NZNO’s representatives on the Council of Trade Unions Women’s Council discuss what International Women’s Day on 8 March means to them. Lyn Olsthoorn is the NZNO representative on the NZ Council of Trade Unions Women’s Council and co-chair as well. Georgia Choveaux is the StandUp representative on the Council. StandUp is the youth arm of the union movement.
Both Lyn and Georgia are passionate advocates for workers rights, women’s rights and hold a firm belief in the power of collective action to change lives, workplaces and society.
Lyn: Well hello Georgia, what a lovely way for us to have a conversation! For me, the way to honour the theme of this International Women’s Day, “Count us in!” is by telling our stories. I love listening to a story, thinking about it and passing it on. It feels like it is part of our nature, as women. We enjoy being together and talking about what is important in our lives comes easily.
Georgia: Hey there Lyn. Yeah, and I want more women’s stories, more often. My passion, enthusiasm and commitment to the advancement women is something that kuia , the ones who have gone before me and the one I stand gladly with now (that’s you Lyn!), have gifted me. Their stories of struggle and strife and solidarity and success call me to join them like no flyer or facebook invite ever could.
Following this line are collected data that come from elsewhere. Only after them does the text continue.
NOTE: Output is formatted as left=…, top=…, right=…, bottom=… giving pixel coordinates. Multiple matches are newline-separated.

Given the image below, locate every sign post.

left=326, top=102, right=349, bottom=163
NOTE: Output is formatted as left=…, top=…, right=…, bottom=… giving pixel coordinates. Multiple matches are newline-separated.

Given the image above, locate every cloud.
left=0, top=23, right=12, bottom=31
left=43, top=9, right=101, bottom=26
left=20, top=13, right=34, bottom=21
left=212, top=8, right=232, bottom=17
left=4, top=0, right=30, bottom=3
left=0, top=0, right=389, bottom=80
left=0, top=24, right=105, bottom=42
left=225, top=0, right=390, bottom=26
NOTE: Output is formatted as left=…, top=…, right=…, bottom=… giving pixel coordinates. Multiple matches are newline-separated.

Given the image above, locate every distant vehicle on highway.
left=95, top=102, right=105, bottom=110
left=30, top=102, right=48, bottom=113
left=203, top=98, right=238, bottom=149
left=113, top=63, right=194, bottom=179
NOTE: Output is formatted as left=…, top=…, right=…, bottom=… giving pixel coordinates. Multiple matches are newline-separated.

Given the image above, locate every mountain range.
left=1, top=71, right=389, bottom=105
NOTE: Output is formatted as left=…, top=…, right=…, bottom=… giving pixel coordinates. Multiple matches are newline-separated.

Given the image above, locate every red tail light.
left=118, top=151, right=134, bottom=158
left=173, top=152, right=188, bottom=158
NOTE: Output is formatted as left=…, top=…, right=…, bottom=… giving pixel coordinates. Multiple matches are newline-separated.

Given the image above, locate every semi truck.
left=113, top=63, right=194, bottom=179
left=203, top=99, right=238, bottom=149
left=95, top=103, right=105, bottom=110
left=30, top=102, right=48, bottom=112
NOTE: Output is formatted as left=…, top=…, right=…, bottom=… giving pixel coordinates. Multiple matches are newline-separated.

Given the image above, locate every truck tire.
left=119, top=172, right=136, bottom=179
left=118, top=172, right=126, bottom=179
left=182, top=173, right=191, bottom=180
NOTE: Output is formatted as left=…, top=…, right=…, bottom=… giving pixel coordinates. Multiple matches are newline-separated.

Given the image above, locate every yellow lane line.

Lyn: And it’s not just those who currently stand with us that we should share stories with. Stories are an invitation to other women to come stand with us as we deliver meaningful change. Last weekend I had over an hour talking with a nurse friend about things we value in our community. The conversation developed and we ended up talking about how we had to work six day weeks, every week, when I started my career. She was astounded that we had not always enjoyed a standard 40 hour week! We yarned over that and a whole lot more. My friend is not the kind of person to read a flyer or a paragraph in the paper, but she loved chatting!
Georgia: Yup, when I hear stories like starting nursing with a six day working week, not having paid parental leave, or it being okay, by law, to have a different male and a female pay rates in a collective agreement, I hear that there are changes to be made; we can overcome, and we can win.
Lyn: By sharing our stories we also ensure women are a part of setting the agenda for change. Our stories talk of things that are important to us and our families. We have never been afraid to fight for our whānau. And let’s not forget that when we fight for our rights, we’re also fighting for the rights of our families and our communities.
Georgia: More broadly too, our stories can not only set the agenda, but reclaim and refocus them. Pay Equity and the Kristine Bartlett case is not really about the legislative interpretation of section 3 (1) (b) of the Equal pay Act 1972. It’s about finally listening to the work stories of those women who do such valuable work and saying at long last – ‘I hear you, I hear about the work you do and the value it has’. It’s about ending the stories of poverty and deprivation of our caregivers on such low wages. And it’s about new stories yet to be written for the women and families who could soon have a life-changing fair wage.
Lyn: So true! Let’s make 2015 a happening year for women and my challenge is to us all. Talk about it, share your stories, and make sure the decision-makers who effect our working and family lives know to “Count us in!”.